A leaf rustles and a flicker of light catches your eye. Instantly, your head rotates and your gaze shifts to lock on the target. Human brains do such reckoning automatically, but now researchers at the University of Illinois, Champaign, can mimic the reaction electronically.
The group steers a self-aiming camera with a computer neural network modeled after the superior colliculus of the human brain. "The superior colliculus serves as the visual reflex center," explains Sylvian Ray, a UI professor of computer science and a researcher at the Beckman Institute for Advanced Science and Technology. "It is the primary agent for deciding which direction to turn the head in response to sensory stimuli such as visual and auditory cues."
Here's how the system works: One camera looks for motion by comparing successive video frames while a pair of omnidirectional microphones monitors audio signals. A program parses reflected sound from the desired direct sound waves by listening for wave-energy onset only (after the echoes from the previous signal die out), explains Ray. A sound-location algorithm analyzes the sounds and sends the information to the neural network. The program then figures the correct position and rotates a second camera — mounted on a servomotor-driven table — to acquire the target. Sound need not be located precisely. Ballpark estimates are OK, says Ray. The target image transmits to a human operator for further analysis. A computer with a 200-MHz processor runs the system.
Though the self-aiming camera can be attracted by either sight or sound, the combination of the two offers a much stronger stimulus. Neuroscientists say this is how the brain processes multiple signals from the same direction. Even smaller signals issue a large response, provided they are coincident. Coincident (superimposed) signals make for a more interesting target that tells the brain where to turn the head. And like a human brain, the neural network learns what to respond to and what to ignore.

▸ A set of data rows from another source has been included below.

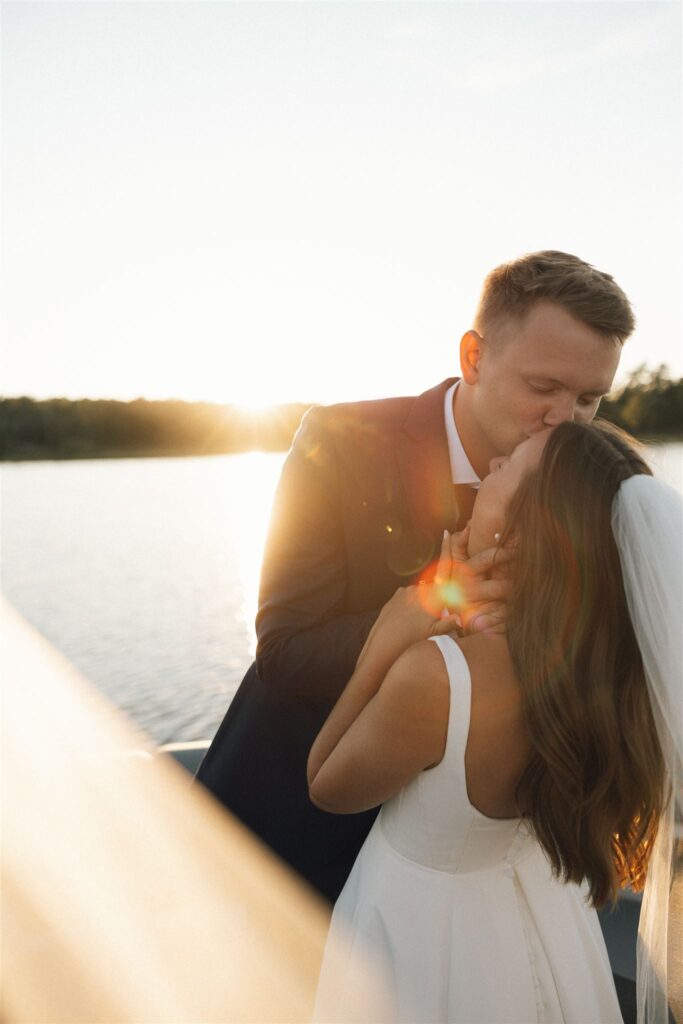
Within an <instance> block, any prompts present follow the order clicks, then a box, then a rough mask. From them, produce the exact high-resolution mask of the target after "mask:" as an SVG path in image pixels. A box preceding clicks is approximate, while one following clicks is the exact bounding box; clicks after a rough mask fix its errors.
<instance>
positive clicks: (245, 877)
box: [0, 599, 328, 1024]
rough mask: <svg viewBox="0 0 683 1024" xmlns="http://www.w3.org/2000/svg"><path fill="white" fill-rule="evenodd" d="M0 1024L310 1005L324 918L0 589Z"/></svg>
mask: <svg viewBox="0 0 683 1024" xmlns="http://www.w3.org/2000/svg"><path fill="white" fill-rule="evenodd" d="M0 634H1V652H0V664H1V667H2V682H3V714H2V753H1V758H2V763H1V770H2V779H3V790H2V804H3V806H2V844H3V849H2V879H1V881H2V902H3V913H2V1002H1V1006H0V1019H2V1021H3V1024H13V1022H27V1024H28V1022H37V1021H40V1022H41V1024H58V1022H65V1024H66V1022H69V1024H80V1022H88V1024H97V1022H102V1024H103V1022H106V1024H119V1022H122V1024H123V1022H131V1024H153V1022H154V1024H166V1022H168V1024H170V1022H174V1024H190V1022H198V1024H200V1022H201V1024H210V1022H216V1024H217V1022H221V1024H226V1022H241V1024H242V1022H252V1021H253V1022H266V1021H267V1022H276V1021H278V1022H279V1021H283V1022H285V1021H304V1020H307V1019H308V1018H309V1016H310V1011H311V1008H312V1001H313V996H314V991H315V984H316V980H317V972H318V966H319V959H321V956H322V951H323V946H324V943H325V938H326V934H327V928H328V913H327V911H326V910H325V909H324V907H323V905H322V903H319V902H318V901H317V899H316V898H315V897H313V896H312V895H310V894H309V892H308V891H307V890H305V889H304V888H303V887H302V886H301V885H300V884H299V883H298V882H297V881H296V880H295V878H294V877H293V876H292V874H291V873H290V872H289V871H288V870H287V869H286V868H285V867H283V866H282V865H281V864H280V862H278V861H275V859H274V858H273V857H272V856H271V855H270V854H269V853H267V851H265V849H264V848H263V847H262V846H261V845H260V844H258V843H257V842H256V841H255V840H254V839H253V838H252V837H251V836H250V834H249V833H248V831H247V830H246V829H245V828H244V827H243V826H241V825H240V824H238V823H236V822H233V821H232V820H230V819H229V818H228V816H227V815H226V814H225V812H224V811H223V810H222V808H220V809H219V807H218V806H217V805H214V804H213V802H212V801H211V800H210V798H209V797H207V796H206V795H205V794H204V793H203V792H202V791H201V790H200V787H199V786H198V787H196V788H194V790H191V791H190V790H188V787H187V780H186V775H185V774H184V772H183V771H182V769H181V768H179V767H177V766H175V765H174V764H173V762H171V761H170V759H167V758H163V757H162V758H157V759H155V760H153V759H152V758H151V757H150V756H148V754H146V753H145V746H146V745H147V741H146V740H145V739H144V738H143V737H141V736H139V735H136V734H135V733H133V732H131V731H130V730H129V728H128V726H127V725H126V723H125V721H124V720H123V719H122V718H121V716H119V715H118V714H117V713H116V712H114V711H112V710H111V709H110V707H109V706H108V705H106V703H105V702H104V700H103V699H102V697H101V696H99V694H97V693H95V692H94V691H92V690H91V689H90V688H89V687H88V686H87V684H86V683H85V682H84V681H83V680H82V679H81V678H80V677H78V676H77V674H76V673H75V671H74V670H73V669H72V668H71V667H70V666H69V664H68V663H67V662H66V660H65V659H63V658H62V657H61V656H60V655H58V654H57V653H55V652H54V651H53V650H52V649H51V648H50V647H49V645H48V644H47V643H46V642H45V641H44V640H43V639H42V638H41V637H40V636H39V635H38V634H37V633H36V632H35V631H34V630H33V629H32V628H31V627H29V626H28V625H27V624H26V622H24V621H23V620H22V618H20V617H19V616H18V615H17V614H16V613H15V612H14V611H13V610H12V609H11V608H9V607H8V605H7V604H6V603H5V602H4V601H2V599H0Z"/></svg>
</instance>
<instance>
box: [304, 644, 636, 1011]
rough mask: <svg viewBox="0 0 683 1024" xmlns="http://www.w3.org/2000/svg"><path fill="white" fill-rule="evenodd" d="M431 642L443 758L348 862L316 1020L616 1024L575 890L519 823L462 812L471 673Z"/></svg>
mask: <svg viewBox="0 0 683 1024" xmlns="http://www.w3.org/2000/svg"><path fill="white" fill-rule="evenodd" d="M434 642H435V643H437V644H438V647H439V649H440V650H441V653H442V655H443V658H444V660H445V665H446V668H447V671H449V679H450V683H451V709H450V714H449V733H447V739H446V746H445V753H444V756H443V760H442V761H441V762H440V763H439V764H438V765H437V766H436V767H434V768H431V769H428V770H427V771H424V772H422V773H421V774H420V775H419V776H418V777H417V778H415V779H414V780H413V781H412V782H411V783H410V784H409V785H408V786H405V788H404V790H402V791H401V792H400V793H398V794H397V795H396V796H395V797H393V798H392V799H391V800H390V801H388V802H387V803H386V804H384V806H383V807H382V810H381V811H380V814H379V816H378V818H377V820H376V821H375V824H374V825H373V828H372V830H371V833H370V835H369V836H368V839H367V840H366V843H365V845H364V846H362V849H361V850H360V853H359V854H358V857H357V859H356V861H355V863H354V865H353V868H352V870H351V873H350V876H349V878H348V881H347V883H346V885H345V887H344V889H343V891H342V893H341V895H340V897H339V899H338V901H337V903H336V904H335V908H334V912H333V916H332V923H331V928H330V936H329V938H328V944H327V946H326V951H325V955H324V961H323V967H322V971H321V978H319V983H318V989H317V995H316V1001H315V1011H314V1020H315V1021H319V1022H333V1021H334V1022H339V1024H350V1022H352V1021H356V1022H364V1024H370V1022H378V1021H386V1022H403V1024H423V1022H424V1024H426V1022H430V1024H431V1022H463V1024H475V1022H481V1024H495V1022H500V1024H515V1022H519V1024H531V1022H543V1024H548V1022H553V1024H554V1022H559V1021H567V1022H574V1024H611V1022H621V1021H622V1015H621V1013H620V1008H618V1002H617V999H616V993H615V990H614V984H613V981H612V975H611V972H610V969H609V963H608V958H607V951H606V949H605V944H604V941H603V938H602V933H601V931H600V926H599V924H598V919H597V914H596V913H595V911H594V910H593V909H591V908H590V906H589V905H588V904H587V902H586V900H585V897H584V892H583V890H582V889H580V888H579V887H577V886H574V885H564V884H562V883H560V882H558V881H557V880H556V879H554V878H553V877H552V874H551V871H550V867H549V865H548V861H547V859H546V857H545V854H544V853H543V850H542V849H541V847H540V846H539V844H538V843H537V842H536V840H535V839H533V838H532V837H531V836H530V835H529V833H528V830H527V828H526V826H525V825H524V823H523V822H522V821H521V820H520V819H517V818H515V819H494V818H487V817H485V816H484V815H483V814H481V813H480V812H479V811H477V810H476V809H475V808H474V807H472V805H471V804H470V802H469V800H468V796H467V783H466V777H465V748H466V744H467V736H468V732H469V721H470V693H471V683H470V675H469V669H468V666H467V662H466V660H465V656H464V655H463V653H462V651H461V649H460V647H459V646H458V644H457V643H456V642H455V641H454V640H453V639H452V638H451V637H447V636H442V637H437V638H434ZM567 813H571V811H570V809H568V810H567Z"/></svg>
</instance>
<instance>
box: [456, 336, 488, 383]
mask: <svg viewBox="0 0 683 1024" xmlns="http://www.w3.org/2000/svg"><path fill="white" fill-rule="evenodd" d="M482 341H483V339H482V338H480V337H479V335H478V334H477V333H476V331H466V332H465V334H464V335H463V337H462V339H461V342H460V369H461V370H462V374H463V380H464V381H465V383H466V384H476V383H477V381H478V380H479V359H480V358H481V353H482V350H483V345H482Z"/></svg>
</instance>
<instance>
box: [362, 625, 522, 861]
mask: <svg viewBox="0 0 683 1024" xmlns="http://www.w3.org/2000/svg"><path fill="white" fill-rule="evenodd" d="M432 639H433V642H434V643H435V644H436V645H437V646H438V648H439V650H440V651H441V654H442V655H443V659H444V662H445V667H446V670H447V674H449V683H450V689H451V703H450V709H449V731H447V736H446V742H445V751H444V754H443V758H442V760H441V761H440V762H439V763H438V764H437V765H436V766H435V767H433V768H428V769H427V770H426V771H423V772H421V773H420V775H418V776H417V777H416V778H415V779H414V780H413V781H412V782H411V783H410V784H409V785H407V786H405V788H404V790H401V792H400V793H398V794H396V796H395V797H393V798H392V799H391V800H389V801H387V803H386V804H384V806H383V807H382V810H381V812H380V816H379V820H378V823H377V825H376V826H378V827H381V829H382V831H383V833H384V836H385V838H386V840H387V841H388V842H389V844H390V845H391V846H392V847H393V848H394V850H395V851H396V852H397V853H399V854H400V855H401V856H403V857H405V858H407V859H409V860H412V861H415V862H417V863H419V864H422V865H423V866H425V867H431V868H433V869H435V870H440V871H450V872H454V873H471V872H478V871H490V870H510V869H512V867H513V865H515V864H516V863H518V862H519V861H521V860H522V859H524V858H525V857H526V856H527V855H528V854H530V853H531V852H532V851H533V850H535V849H536V846H537V844H536V842H535V841H533V839H532V838H531V836H530V835H529V831H528V828H527V826H526V824H525V823H524V822H523V820H522V819H521V818H489V817H486V816H485V815H484V814H481V813H480V811H478V810H477V809H476V808H475V807H473V806H472V804H471V803H470V801H469V797H468V794H467V778H466V775H465V750H466V746H467V737H468V734H469V728H470V714H471V694H472V683H471V677H470V671H469V666H468V664H467V660H466V658H465V655H464V654H463V652H462V650H461V649H460V647H459V645H458V644H457V643H456V641H455V640H453V638H452V637H450V636H440V637H433V638H432ZM416 822H419V823H420V826H419V828H416V827H415V823H416Z"/></svg>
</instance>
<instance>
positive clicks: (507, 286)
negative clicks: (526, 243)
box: [474, 249, 636, 343]
mask: <svg viewBox="0 0 683 1024" xmlns="http://www.w3.org/2000/svg"><path fill="white" fill-rule="evenodd" d="M541 301H546V302H554V303H556V305H558V306H562V308H563V309H565V310H566V311H567V312H568V313H569V314H570V315H571V316H574V317H575V318H577V319H579V321H582V322H583V323H584V324H586V325H588V327H591V328H593V329H594V330H595V331H598V332H599V333H600V334H603V335H605V337H606V338H610V339H612V340H613V341H616V342H618V343H623V342H624V341H626V339H627V338H628V337H629V335H630V334H631V333H632V332H633V329H634V327H635V326H636V319H635V316H634V313H633V309H632V308H631V303H630V302H629V300H628V298H627V297H626V295H625V294H624V292H623V291H622V289H621V288H620V287H618V285H617V284H616V282H615V281H614V279H613V278H611V276H610V275H609V274H608V273H604V272H603V271H602V270H596V269H595V267H594V266H591V264H590V263H585V262H584V260H583V259H579V257H578V256H571V255H570V254H569V253H560V252H555V251H554V250H552V249H549V250H545V251H544V252H539V253H527V254H526V255H525V256H520V257H519V258H518V259H515V260H512V261H511V262H509V263H503V264H502V265H501V266H497V267H496V269H495V270H492V271H490V273H489V274H488V276H487V278H486V280H485V281H484V284H483V288H482V291H481V296H480V298H479V304H478V306H477V311H476V315H475V319H474V324H475V327H476V329H477V330H478V331H479V332H480V333H481V334H484V335H485V332H486V331H489V330H490V328H492V326H495V325H497V324H499V323H500V322H501V321H503V319H507V318H515V319H522V318H523V316H524V315H525V314H526V313H527V312H528V311H529V309H530V308H531V307H532V306H533V305H536V303H537V302H541Z"/></svg>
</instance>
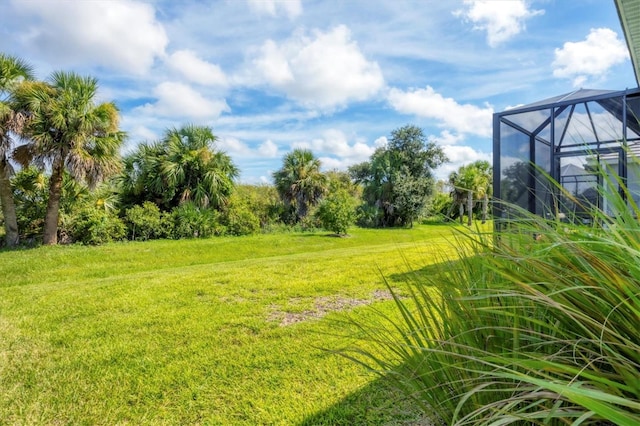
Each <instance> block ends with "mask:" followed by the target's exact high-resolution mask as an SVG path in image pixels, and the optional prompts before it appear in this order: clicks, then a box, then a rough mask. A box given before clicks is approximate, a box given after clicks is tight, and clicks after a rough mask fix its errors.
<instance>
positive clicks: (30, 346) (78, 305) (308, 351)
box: [0, 226, 451, 425]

For instance, during infancy, the superior colliculus helps a baby's brain associate external direction with an internal visual reference grid, mapping a mother's moving lips to the sound of her voice. Similarly, the researchers' model learns to align its sound-source location processing with an embedded visual map. "As the system learns to correctly locate both sound and visual sources, it also learns what types of objects are preferred targets," says Ray. "We want to teach it to ignore common objects and focus on unusual sounds or visual motions." Look-up libraries of sights and sounds could let the system differentiate between an aircraft on the horizon and a flock of birds, for example. And stimuli aren't limited to light and sound. With the proper sensors, the system could be programmed to respond to heat, infrared, or other inputs.
One possible application for self-aiming cameras is distance learning. Here, one camera could follow the speaker while another points at the audience, automatically zeroing in on a student raising a hand to ask a question. Funding agency, the Office of Naval Research, sees self-aiming cameras one day serving as intelligent cyber sentinels in military applications.